I would suggest we simply say that "If base-data-offset-present flag is set and the referenced data reference entry is the movie, the movie fragment and MovieBox shall be in the same resource (file, URN)." If one needs to deal with movie segment in dedicated files, use default-base-is-moof for the first fragment of each track.

dwsinger commented 3 years ago

I think we need to mark 'file relative' as only applying to single-file cases (notably recording), indeed. It's archaic, and not relevant otherwise.

mhannuksela commented 2 years ago

I agree on most things discussed above, but here are some detailed comments.

First, on Cyril's initial comment https://github.com/MPEGGroup/FileFormat/issues/38#issue-983181331:

To understand what it means, the text is spread out in multiple places (terms and definitions, tfhd definition, tfhd semantics, trun definition, trun semantics).

A new informative subclause under clause 6 could be added to clarify movie-fragment relative and other addressing modes in ISOBMFF.

Otherwise, the base data offset is relative to the file identified by the referenced data reference entry.

It is not clear to me what the "Otherwise" corresponds to given the complexity of cases before.

It corresponds to base-data-offset-present flag equal to 1 and the referenced data reference entry being neither DataEntryImdaBox nor DataEntrySeqNumImdaBox. This could be clarified in the text.
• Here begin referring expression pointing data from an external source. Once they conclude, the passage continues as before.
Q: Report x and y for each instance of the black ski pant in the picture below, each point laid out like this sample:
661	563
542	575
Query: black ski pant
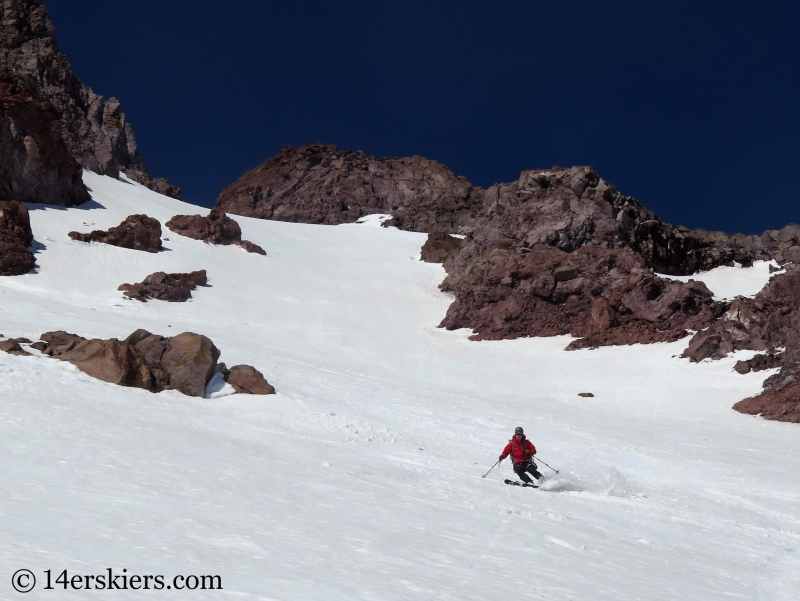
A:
526	467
Then, on David's comment https://github.com/MPEGGroup/FileFormat/issues/38#issuecomment-962036316:

I think we need to mark 'file relative' as only applying to single-file cases (notably recording), indeed. It's archaic, and not relevant otherwise.

File-relative could also be useful when media data is stored in a separate file compared to the meta data. I'd propose to add after the otherwise condition:

NOTE: base-data-offset-present flag is advised to be set equal to 1 only if the file identified by the reference data reference entry is not transmitted movie-fragment-wise or the data reference entry is DataEntryImdaBox or DataEntrySeqNumImdaBox.

dwsinger commented 2 years ago

we draft text for the amendment

mhannuksela commented 2 years ago

Just uploaded a suggested draft text for amendment, see https://dms.mpeg.expert/doc_end_user/current_document.php?id=81237&id_meeting=189 (access to MPEG members only).

RufaelDev commented 2 years ago

I appreciate the contribution and I think it is correct, just a question on the current text in 6th edition compared to the 2015 edition, the 2015 edition states:

0x000001 base-data-offset-present: indicates the presence of the base-data-offset field. This
provides an explicit anchor for the data offsets in each track run (see below). If not provided and if the default-base-is-moof flag is not set, the base-data-offset for the first track in the movie
fragment is the position of the first byte of the enclosing Movie Fragment Box
, and for second
and subsequent track fragments, the default is the end of the data defined by the preceding
track fragment. Fragments 'inheriting' their offset in this way must all use the same data-reference (i.e., the data for these tracks must be in the same file)

in the current text the case of the first fragment seems not to be handled anymore when base-data-offset and default-base-is-moof are 0 i.e. see the text below i could not find the condition of using default base is moof and base data offset to zero for the first fragment, see the current text below, i think this affects some smooth streaming implementations that use this. Was this condition removed intentionally ?

text from the 6th edition:

The data origin that the base data offset is relative and the value of base_data_offset, when not present, are inferred as follows:

So in the case of first segment and 0 for both flags i end up at the last condition which is different from what is written in the 2015 edition.

cconcolato commented 1 year ago

Closing as the 8th edition has lots of improvements around this text. Reopen if necessary.